Dès ce 9 février, puis le 10 surtout, les furieux
de la
rue reprennent leur ouvrage là où ils
l’avaient
laissé au 22 janvier : « des jeunes manifestants
ont
saccagé, pillé et parfois incendié des
bâtiments publics de nombreuses villes. » Dans la
capitale
où le convoi présidentiel s’extirpe des
blocages en
tirant dans la foule. En province soulevée de part en part,
les
pillages et les destructions s’étendent, avec au
passage
ceux des marchandises de l’aumône humanitaire, et
un
goût surtout prononcé pour les maisons des
responsables
étatiques, qu’on embrase, qu’ils soient
maires,
gouverneurs ou ministres. Le 11 les troubles semblent se
réduire, mais se poursuivent : dans la
périphérie
de Conakry où des barricades de la veille sont maintenues,
et en
province ; il y a 23 morts au cours du week-end. Le lundi 12, date
syndicale de la grève déjà
dépassée,
le soulèvement se prolonge sur la lancée du
samedi, dans
les banlieues de Conakry et ailleurs. Devant l’ampleur prise
par
le désordre, celui qui appelait à descendre se
battre
dans les rues tourne casaque : «Nous ne pouvons plus rien
arrêter parce que nous avons maintenant affaire à
des
bandits » , s'est écrié hier
Bâ Mamadou
(…) «Nous appelons à la
création de
comités de salut public pour tenter de restaurer une
espèce de contrôle.»
Déjà, les révoltés ont
affaire à une forte défense
répressive. Les
bérets rouges de la garde présidentielle font
toujours
barrage sur le pont du 8-novembre. C’est à ce
moment que
des dissensions apparaissent dans l’armée, dont
des
soldats se mutinent dans le plus grand camp de la capitale. Mais cette
rébellion, contenue, ne renforcera pas la
révolte, que
les soldats restés à leurs postes ne feront que
réprimer, en dépit d’une agitation qui
perdurera
dans leurs rangs – pour prendre une dimension nationale en
mai, que
Conté parviendra toutefois à
désamorcer, comme encore un an plus tard.
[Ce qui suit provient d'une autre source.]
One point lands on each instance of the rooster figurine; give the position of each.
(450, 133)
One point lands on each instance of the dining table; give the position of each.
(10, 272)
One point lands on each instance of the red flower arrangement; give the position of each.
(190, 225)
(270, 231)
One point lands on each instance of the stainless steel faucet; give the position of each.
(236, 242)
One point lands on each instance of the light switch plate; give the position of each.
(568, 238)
Ce même lundi Conté décrète
les mesures
d’exception nécessaires à sa
défense, dans
une ambiance de déstabilisation
générale aux
proportions décuplées, et face à
laquelle
l’Etat français décide dans la semaine
l’envoi d’un navire de guerre. Dès le
mardi, la mise
en application de la contre-offensive étatique prend le
dessus
dans ce qui est raconté, comme elle semble en effet le faire
sur
le terrain. En même temps que les assauts contre les
commissariats et les prisons se sont multipliés
jusque-là, témoignant d’un premier
degré
d’organisation dans le conflit direct, quelques flics ou
soldats
ont été battus ou lynchés. En
même temps
qu’elles permettent de calmer les soldats tentés
par la
rébellion, chiens lâchés pour se servir
sur la
bête, les représailles s’intensifient
contre la
révolte, les rues sont vidées, les maisons
saccagées. Des centaines de personnes sont
raflées dans
le cours de la semaine et, avec ceux de janvier, le total des morts
monte à 137, peut-être 180. La grève
continue comme
moyen de pression des seuls syndicats qui, comme à la suite
de
la répression de janvier, retournent aux
négociations sur
le dos de la révolte, se targuant même de vouloir
faire
cesser le bain de sang. Le mot d’ordre de grève
est
levé le 27 février, une fois obtenu un premier
ministre
à leur convenance ; l’ensemble des valets
s’accordant au final sur la même
déploration des
actes émeutiers, et leur distinction d’avec la
grève, qui à elle seule n’aurait pas
suscité
l’état de siège.
La partie qui s’est jouée là le plus
entièrement s’est ainsi refermée, mais
dans une
situation tendue, où les mêmes conditions
générales demeurent [20].
Il a ainsi pu reparaître, quoique de façon
affaiblie, le
même genre de signes que ceux avant-coureurs de cette grande
montée au front de début 2007, où
l’obstination des insurgés, la vigueur de leurs
assauts,
répétés malgré la
répression, la
radicalité de leurs cibles – en voilà
de la
critique ad hominem ! – ont revêtu ce
caractère
exceptionnel, qui fait à notre connaissance de ce
soulèvement, depuis 2006, le plus intensément
critique
contre le régime et la misère universels.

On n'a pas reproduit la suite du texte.